Rathgeber was a very versatile and productive composer and was one of the most popular and respected composers in southern Germany. He composed both secular and sacred works, the majority of his output being sacred vocal works. He wrote several hundred works, mainly masses (43), hymns, arias, litanies, requiems, magnificats, offertories (164), Marian antiphons (44) and also instrumental concertos (24) and songs. His Augsburger Tafel-Confect, short for Ohren-vergnügendes und Gemüth-ergötzendes Tafel-Confect (Augsburg Table Confectionery, short for Table Confectionery, Pleasuring the Ears and Delightful to the Soul) is a collection of songs meant to be performed for dessert, whereas a Tafelmusik was performed during a main course. He published three editions of his work in 1733, 1737 and 1739, Johann Caspar Seyfert adding a fourth in 1746.

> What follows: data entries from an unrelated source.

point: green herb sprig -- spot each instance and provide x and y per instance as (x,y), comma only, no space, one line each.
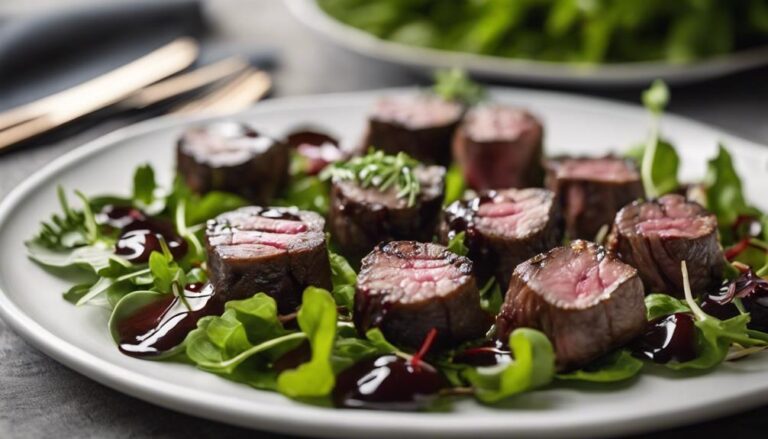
(380,171)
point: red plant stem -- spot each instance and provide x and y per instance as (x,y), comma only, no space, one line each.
(425,345)
(735,250)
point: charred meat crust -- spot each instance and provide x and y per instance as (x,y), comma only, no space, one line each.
(361,218)
(421,126)
(232,157)
(655,236)
(504,228)
(500,147)
(591,191)
(407,288)
(278,251)
(586,301)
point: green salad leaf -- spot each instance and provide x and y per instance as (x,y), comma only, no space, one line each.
(714,336)
(144,185)
(614,367)
(242,343)
(317,319)
(533,367)
(724,193)
(344,279)
(456,244)
(381,171)
(455,185)
(454,85)
(660,305)
(660,162)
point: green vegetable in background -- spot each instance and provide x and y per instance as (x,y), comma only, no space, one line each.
(660,162)
(570,31)
(533,367)
(724,193)
(455,85)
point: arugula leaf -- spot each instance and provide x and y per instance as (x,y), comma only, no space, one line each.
(491,297)
(617,366)
(456,244)
(258,314)
(454,184)
(317,319)
(238,345)
(660,162)
(715,336)
(660,305)
(724,193)
(144,185)
(454,85)
(344,279)
(534,367)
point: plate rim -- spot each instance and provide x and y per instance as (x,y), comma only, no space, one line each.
(531,71)
(308,419)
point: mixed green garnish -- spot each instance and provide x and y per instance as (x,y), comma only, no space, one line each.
(571,31)
(381,171)
(301,355)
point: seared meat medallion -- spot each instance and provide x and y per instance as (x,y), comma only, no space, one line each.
(232,157)
(420,125)
(407,288)
(586,301)
(278,251)
(592,190)
(500,147)
(655,236)
(504,228)
(362,217)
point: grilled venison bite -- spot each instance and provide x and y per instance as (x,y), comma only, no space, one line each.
(277,251)
(591,191)
(232,157)
(420,125)
(655,236)
(586,301)
(500,147)
(406,288)
(504,228)
(361,217)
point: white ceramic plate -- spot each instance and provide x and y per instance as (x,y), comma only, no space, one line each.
(521,70)
(31,302)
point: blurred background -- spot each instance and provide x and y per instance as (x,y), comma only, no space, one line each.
(713,53)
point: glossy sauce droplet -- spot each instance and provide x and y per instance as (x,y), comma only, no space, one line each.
(387,382)
(140,238)
(669,338)
(163,325)
(484,356)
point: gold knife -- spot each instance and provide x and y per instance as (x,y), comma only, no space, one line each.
(45,114)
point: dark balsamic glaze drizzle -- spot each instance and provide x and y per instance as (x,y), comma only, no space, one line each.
(669,338)
(388,382)
(163,325)
(140,234)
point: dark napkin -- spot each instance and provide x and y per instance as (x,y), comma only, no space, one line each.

===Worklist (selection)===

- Augsburger Tafel-Confect
- Opus I Octava musica clavium octo musicarum in Missis octo musicalibus (mass compositions)
- Opus II (vespers)
- Opus III (masses)
- Opus IV (offertories with instrumental accompaniment)
- Opus V (antiphons for the church year)
- Opus VI (secular instrumental works)
- Opus VII (masses for the church year)
- Opus VIII (requiem and Libera)
- Opus IX Psalmodia vespertina (vespers cycle)
- Opus X (Latin and German arias)
- Opus XI (hymns)
- Opus XII (rural and town masses)
- Opus XIII (Miserere and Tantum ergo)
- Opus XIV (offertories cycle in 3 parts)
- Opus XV (offertories)
- Opus XVI (antiphons)
- Opus XVII (vesper cycle)
- Opus XVIII (litanies)
- Opus XIX (masses)
- Opus XX (offertories)

== Recordings ==
- Messe von Muri, Concerti. Capella Murensis, ensemble arcimboldo, Direction: Johannes Strobl / Thilo Hirsch. Audite, 2007.